4.    A global culture barely removed from bird mating rituals, and much less often in key, has reduced the modes of human relationship to a pretty dismal condition. There’s some logic in that, because time spent exposed to the culture is in effect time spent not being yourself. Bit hard to have a relationship with someone who’s not there, particularly if it’s you. In some cases that may work out, but generally someone is supposed to be participating in a relationship between people… if they have the time. (Future generations note: things really are as vague as that.)

5.    A veritable museum of daily practices infest almost every aspect of the advanced form of frustration human beings refer to as “life”. The fact is that most forms of human activity can now be done better and much more cheaply, and the social environment hasn’t even begun to catch up. From anachronism to antiquity scampers the happy human, in absolute certainty that something will stuff up somewhere. Hence it spends hours traveling to a place to do a job which it could just as easily have done at home, and saved the entire society the expense and risk of people on the roads.

6.    A mythology of crime is maintained to keep everyone interested. Crime is about nothing but money, and the solutions are really pretty obvious. Make crime expensive, and everyone will go and do something else. Instead, we have an ongoing industry promoting crime as a way of life. Prohibitionist ideologies, even those based on reasonable health concerns, ensure that anything illegal can be valuable. Does anyone really believe that organized crime would sit around all day trying to offload worthless things? Instead, it’s subsidized, by law. A brilliant non-solution to a problem that never needed to exist.
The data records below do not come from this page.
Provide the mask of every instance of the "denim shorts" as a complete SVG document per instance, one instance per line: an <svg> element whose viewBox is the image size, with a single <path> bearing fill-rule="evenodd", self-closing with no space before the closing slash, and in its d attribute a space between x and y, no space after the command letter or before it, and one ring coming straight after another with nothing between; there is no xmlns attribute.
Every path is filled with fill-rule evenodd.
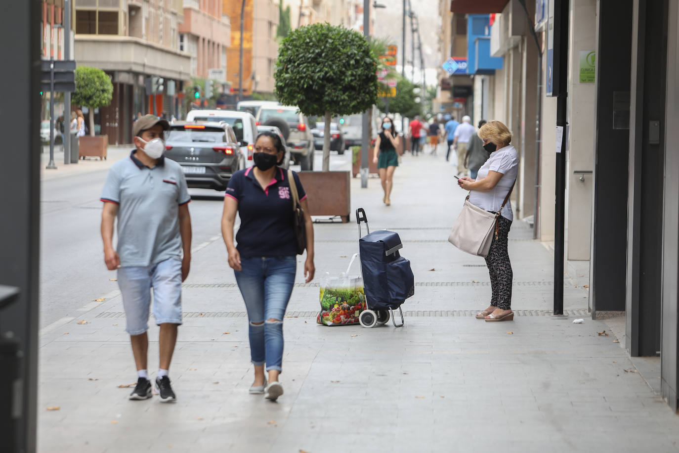
<svg viewBox="0 0 679 453"><path fill-rule="evenodd" d="M149 329L151 289L153 289L155 324L181 324L181 261L170 258L149 266L118 268L118 287L130 335Z"/></svg>

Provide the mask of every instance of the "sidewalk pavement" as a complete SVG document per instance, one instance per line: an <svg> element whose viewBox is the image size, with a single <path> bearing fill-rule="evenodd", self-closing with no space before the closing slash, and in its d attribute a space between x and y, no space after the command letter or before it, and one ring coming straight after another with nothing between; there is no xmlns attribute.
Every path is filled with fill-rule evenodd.
<svg viewBox="0 0 679 453"><path fill-rule="evenodd" d="M61 145L57 145L54 146L54 164L56 168L48 169L45 167L50 162L50 147L47 147L47 152L44 152L43 149L43 152L40 153L40 179L48 181L98 170L108 170L116 161L128 155L134 147L134 145L109 146L105 160L101 160L99 158L86 157L79 159L77 164L67 164L64 163L63 147Z"/></svg>
<svg viewBox="0 0 679 453"><path fill-rule="evenodd" d="M490 300L488 271L447 242L465 194L442 153L403 158L390 206L379 180L352 181L354 209L371 230L398 232L411 261L404 327L316 324L318 283L358 249L354 221L317 223L316 278L304 283L299 257L285 319L285 394L249 395L244 308L215 234L195 247L184 285L177 403L127 399L136 375L116 283L84 288L75 319L40 336L39 451L679 451L679 418L588 316L586 272L565 275L568 316L551 316L553 257L524 223L510 232L515 321L473 317ZM155 376L158 328L149 335Z"/></svg>

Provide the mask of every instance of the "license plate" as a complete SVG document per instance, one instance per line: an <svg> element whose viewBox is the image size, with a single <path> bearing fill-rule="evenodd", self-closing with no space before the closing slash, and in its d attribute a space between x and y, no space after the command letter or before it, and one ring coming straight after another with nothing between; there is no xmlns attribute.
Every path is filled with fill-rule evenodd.
<svg viewBox="0 0 679 453"><path fill-rule="evenodd" d="M203 174L205 173L205 167L204 166L182 166L181 169L184 170L185 173L200 173Z"/></svg>

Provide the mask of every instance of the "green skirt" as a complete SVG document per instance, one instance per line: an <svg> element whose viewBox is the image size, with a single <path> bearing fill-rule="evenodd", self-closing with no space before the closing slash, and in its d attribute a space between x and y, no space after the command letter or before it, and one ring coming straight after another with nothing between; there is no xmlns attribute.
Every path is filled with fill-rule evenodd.
<svg viewBox="0 0 679 453"><path fill-rule="evenodd" d="M378 156L378 168L386 168L389 166L399 166L399 155L396 149L392 148L386 151L380 151Z"/></svg>

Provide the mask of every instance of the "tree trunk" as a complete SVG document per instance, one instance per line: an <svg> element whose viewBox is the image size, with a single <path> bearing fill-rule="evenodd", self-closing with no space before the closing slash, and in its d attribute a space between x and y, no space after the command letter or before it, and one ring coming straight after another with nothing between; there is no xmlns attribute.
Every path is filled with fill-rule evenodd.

7.    For thrill seekers, there’s always poverty. The one truly traditional social heirloom, upheld selflessly by possibly the most genuinely lazy society in history. The absolute certainty of billions of people being not only ignored, but their ability to participate and contribute  completely negated, by policy and by precedent. Meaning that all the very necessary work required on this orbiting sewer, which isn’t being done, won’t be done, because nobody has the brains or initiative to pick up a phone, get them trained, and getting the jobs done, and making sure the problems don’t come back. The physical problems of this world can be solved, but it won’t be by doing nothing.

 

This was intended to be a book. It may well turn out to be an encyclopedia. As usual with my stuff, I don’t expect, and won’t tolerate, mindless agreement. There are going to be ten billion people on this mudball by mid 21st Century, and they deserve more than the record of some previous generation of halfwits agreeing with itself as a monument to whatever misery we’ve inflicted them with through our own stupidity.

 

It’s hard to imagine anything more unlikely than some author coming up with all the answers in one book. It’s also unbearable to think that I would write a mere dogma. Particularly when most of the problems I’m trying to address are created by social dogmas.

 

All I can really say is I think I’m doing the right thing by writing the book.

 

I do hope that it will get someone thinking.